Surely that should give them pause and yet it seems to give them impetus instead.

Ereshkigal · 09/04/2018 19:06

Yet we are forced to constantly bear in mind and prioritise the "authentic lives" of others.

NotAgainYoda · 09/04/2018 19:12

What it boils down to for me is women being told to 'be nice'.
Be nice, be understanding, don't be mean. Put others' needs above your own. Move over, budge up. Deny your instincts, don't question things that make no logical sense.

NotAgainYoda · 09/04/2018 19:14

Oh, and allow others to tell you what you are

Mouthtrousersafrocknowandthen · 09/04/2018 19:15

Yes, it was obvious Sue had come along to gaslight at 2.30 am this morning when Sue arrived. (I had to get up for a snack, there was chocolate). I did report it on that basis but hey ho.

Sue did link a handy paper of Stephens that is very long.......

boatyardblues · 09/04/2018 19:16

The only thing the trans community is asking for is to self declare via a statutory declaration punishable with two years in jail for perjury for falsely claiming they are living full time in their gender

That’s not actually true. Yetanothertranswoman has set out the Women & Equalities Committee’s recommendations (and linked to the actual report) is the OP of this FWR thread and the recommendations are broader, with far reaching implications for single-sex women’s services and facilities.

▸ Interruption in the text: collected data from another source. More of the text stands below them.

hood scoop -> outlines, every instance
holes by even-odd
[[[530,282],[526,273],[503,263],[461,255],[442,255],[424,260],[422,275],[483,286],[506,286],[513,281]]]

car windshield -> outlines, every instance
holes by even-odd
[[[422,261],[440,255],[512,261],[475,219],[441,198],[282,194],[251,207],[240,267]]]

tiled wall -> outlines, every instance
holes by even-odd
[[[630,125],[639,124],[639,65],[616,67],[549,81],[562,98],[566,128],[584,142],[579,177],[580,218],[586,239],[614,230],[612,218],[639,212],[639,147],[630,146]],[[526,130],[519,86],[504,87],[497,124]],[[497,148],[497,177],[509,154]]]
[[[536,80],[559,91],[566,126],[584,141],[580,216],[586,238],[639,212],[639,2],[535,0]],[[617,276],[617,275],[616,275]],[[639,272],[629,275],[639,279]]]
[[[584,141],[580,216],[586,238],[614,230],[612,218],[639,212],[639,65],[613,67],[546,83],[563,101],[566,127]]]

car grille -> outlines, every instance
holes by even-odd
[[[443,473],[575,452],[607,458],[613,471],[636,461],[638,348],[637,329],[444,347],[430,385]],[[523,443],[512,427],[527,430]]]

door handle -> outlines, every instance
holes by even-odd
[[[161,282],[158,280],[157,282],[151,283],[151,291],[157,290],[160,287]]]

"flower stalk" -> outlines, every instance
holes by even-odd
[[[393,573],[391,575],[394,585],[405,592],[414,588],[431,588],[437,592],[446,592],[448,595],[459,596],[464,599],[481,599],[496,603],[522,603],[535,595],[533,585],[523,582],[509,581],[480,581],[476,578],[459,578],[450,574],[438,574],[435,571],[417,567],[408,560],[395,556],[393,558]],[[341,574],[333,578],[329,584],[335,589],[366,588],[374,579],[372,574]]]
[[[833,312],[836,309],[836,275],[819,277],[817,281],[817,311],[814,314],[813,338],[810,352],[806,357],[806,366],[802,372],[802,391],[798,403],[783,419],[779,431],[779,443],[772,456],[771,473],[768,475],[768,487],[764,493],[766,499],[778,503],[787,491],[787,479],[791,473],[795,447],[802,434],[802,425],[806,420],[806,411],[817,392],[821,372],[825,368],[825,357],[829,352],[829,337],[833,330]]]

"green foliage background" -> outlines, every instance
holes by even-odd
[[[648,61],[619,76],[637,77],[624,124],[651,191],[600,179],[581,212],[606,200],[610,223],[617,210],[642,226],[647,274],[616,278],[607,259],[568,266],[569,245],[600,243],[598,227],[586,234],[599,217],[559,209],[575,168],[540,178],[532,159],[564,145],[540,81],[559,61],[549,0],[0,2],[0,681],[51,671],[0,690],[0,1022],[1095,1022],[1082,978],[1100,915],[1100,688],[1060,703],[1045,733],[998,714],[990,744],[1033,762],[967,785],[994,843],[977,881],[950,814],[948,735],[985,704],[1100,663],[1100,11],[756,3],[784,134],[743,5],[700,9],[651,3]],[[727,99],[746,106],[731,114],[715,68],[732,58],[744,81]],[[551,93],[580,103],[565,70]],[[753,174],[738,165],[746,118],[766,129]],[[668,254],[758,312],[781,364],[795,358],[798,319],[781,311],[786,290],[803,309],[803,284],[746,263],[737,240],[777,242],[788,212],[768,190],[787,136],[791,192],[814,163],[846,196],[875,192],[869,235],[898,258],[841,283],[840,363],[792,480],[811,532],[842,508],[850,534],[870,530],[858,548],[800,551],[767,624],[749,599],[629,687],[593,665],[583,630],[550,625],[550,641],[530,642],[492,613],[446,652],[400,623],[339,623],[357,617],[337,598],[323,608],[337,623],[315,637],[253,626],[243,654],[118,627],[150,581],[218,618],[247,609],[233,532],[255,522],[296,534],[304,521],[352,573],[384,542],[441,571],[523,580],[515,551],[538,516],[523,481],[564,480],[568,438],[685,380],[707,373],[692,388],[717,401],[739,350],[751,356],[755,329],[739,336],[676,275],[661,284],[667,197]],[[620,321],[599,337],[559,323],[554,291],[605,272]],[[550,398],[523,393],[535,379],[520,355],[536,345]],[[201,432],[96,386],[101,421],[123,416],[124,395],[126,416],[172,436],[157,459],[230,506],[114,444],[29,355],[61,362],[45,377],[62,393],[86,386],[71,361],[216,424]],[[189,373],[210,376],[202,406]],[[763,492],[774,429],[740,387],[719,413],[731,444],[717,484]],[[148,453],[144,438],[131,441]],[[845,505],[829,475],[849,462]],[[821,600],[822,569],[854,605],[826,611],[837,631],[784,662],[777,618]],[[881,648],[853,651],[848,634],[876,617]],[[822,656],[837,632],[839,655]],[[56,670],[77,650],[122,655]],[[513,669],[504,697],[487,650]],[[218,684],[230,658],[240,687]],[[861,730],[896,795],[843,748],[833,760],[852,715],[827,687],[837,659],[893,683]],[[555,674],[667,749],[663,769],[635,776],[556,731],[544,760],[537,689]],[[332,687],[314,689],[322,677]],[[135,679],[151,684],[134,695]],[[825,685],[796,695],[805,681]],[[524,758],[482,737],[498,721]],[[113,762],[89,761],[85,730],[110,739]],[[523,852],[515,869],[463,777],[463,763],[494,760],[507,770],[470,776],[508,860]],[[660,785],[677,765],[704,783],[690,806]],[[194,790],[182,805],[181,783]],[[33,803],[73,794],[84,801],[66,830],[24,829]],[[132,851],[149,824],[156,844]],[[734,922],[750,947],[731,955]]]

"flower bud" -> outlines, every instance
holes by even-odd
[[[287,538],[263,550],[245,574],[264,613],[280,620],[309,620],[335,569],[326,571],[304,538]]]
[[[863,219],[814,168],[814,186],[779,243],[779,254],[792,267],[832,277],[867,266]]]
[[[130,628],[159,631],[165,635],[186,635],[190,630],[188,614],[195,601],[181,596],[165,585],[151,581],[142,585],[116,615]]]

Please take the time to read up on the proposals, as it will help you to understand why women are so alarmed and starting to protest more loudly.

Mouthtrousersafrocknowandthen · 09/04/2018 19:17

@bewilderness

They ask the people advising on the eradication to advise on any conflict. As we know.

merrymouse · 09/04/2018 19:19

How can anyone police an individual’s identity?

I don't want to police anybody's identity, and I don't want anybody to police mine either. In particular I don't want to be shoved into a box marked 'people who idenitify as female'.

thebewilderness · 09/04/2018 19:22

Regarding the use of slurs in user names I would like people to take a moment to think back to what happened when women tried to reclaim the B word in the seventies and the POC tried to reclaim the N word.
The act of reclaiming "slut" and other slurs is done as an act of rebellion but is interpreted as permission. Failure to object is assumed to be acquiescence. Pop culture is full of white men using the slurs on one another that we tried to reclaim in the seventies. They were never our slurs, we were just the targets. They always belonged to the white man.